ALBANY, N.Y. (AP) — New York Gov. Kathy Hochul promised more government transparency on her first day in office and by day’s end her administration had quietly delivered it by acknowledging nearly 12,000 more deaths in the state from COVID-19 than had been publicized by her predecessor, Andrew Cuomo.

New York now reports nearly 55,400 people have died of COVID-19 in New York based on death certificate data submitted to the CDC, up from about 43,400 that Gov. Cuomo had reported to the public as of Monday, his last day in office.

“We’re now releasing more data than had been released before publicly, so people know the nursing home deaths and the hospital deaths are consistent with what’s being displayed by the CDC,” Hochul said Wednesday on MSNBC. “There’s a lot of things that weren’t happening and I’m going to make them happen. Transparency will be the hallmark of my administration.”
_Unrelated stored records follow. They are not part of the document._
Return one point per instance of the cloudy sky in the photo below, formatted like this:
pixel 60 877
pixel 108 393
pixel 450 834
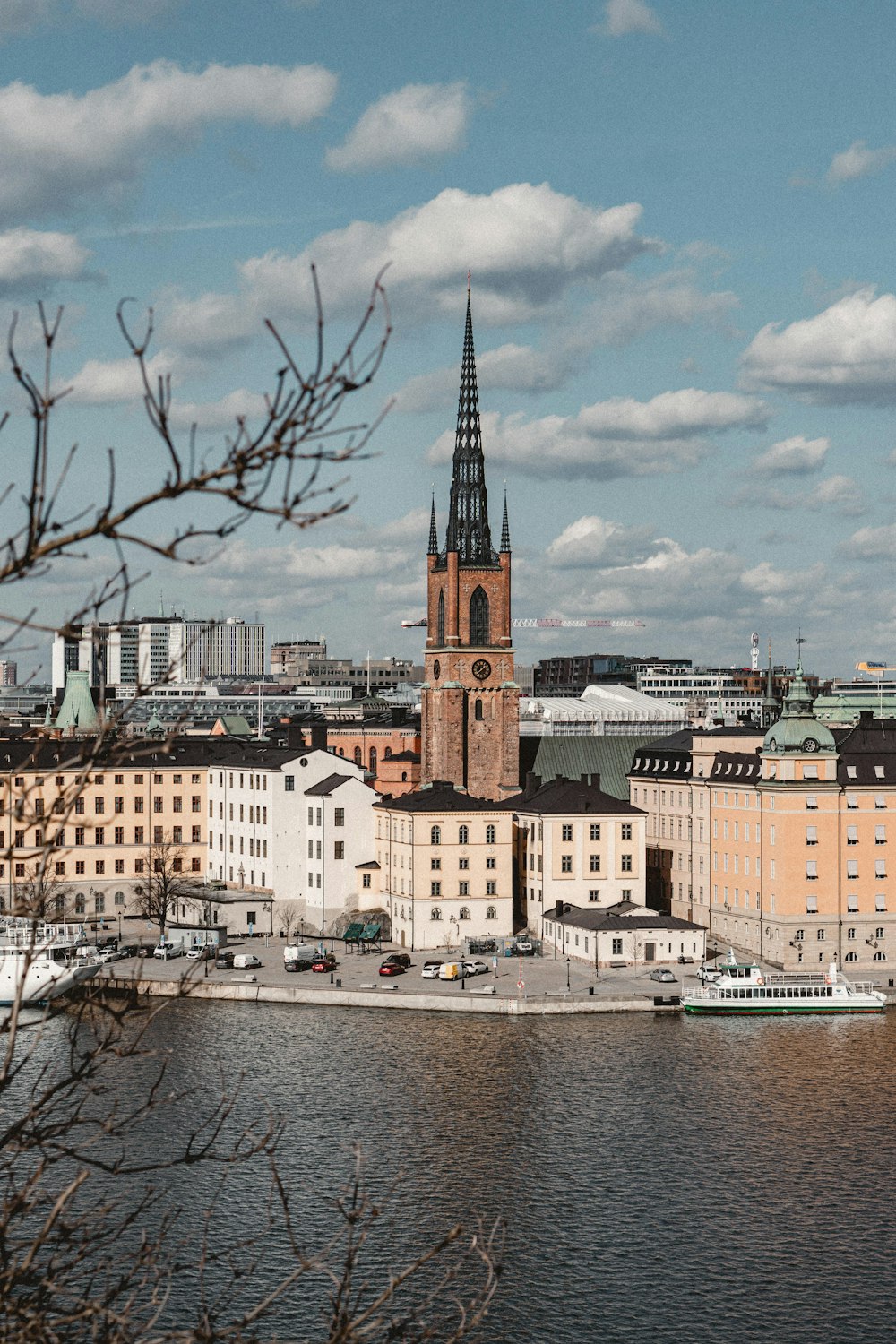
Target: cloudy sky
pixel 678 220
Federal prosecutors previously launched a probe examining his administration’s handling of data around deaths among nursing home patients. The state, under Cuomo, had minimized its toll of nursing home residents’ deaths by excluding all patients who died after being transferred to hospitals.

Cuomo used those lower numbers last year to erroneously claim that New York was seeing a much smaller percentage of nursing home residents dying of COVID-19 than other states.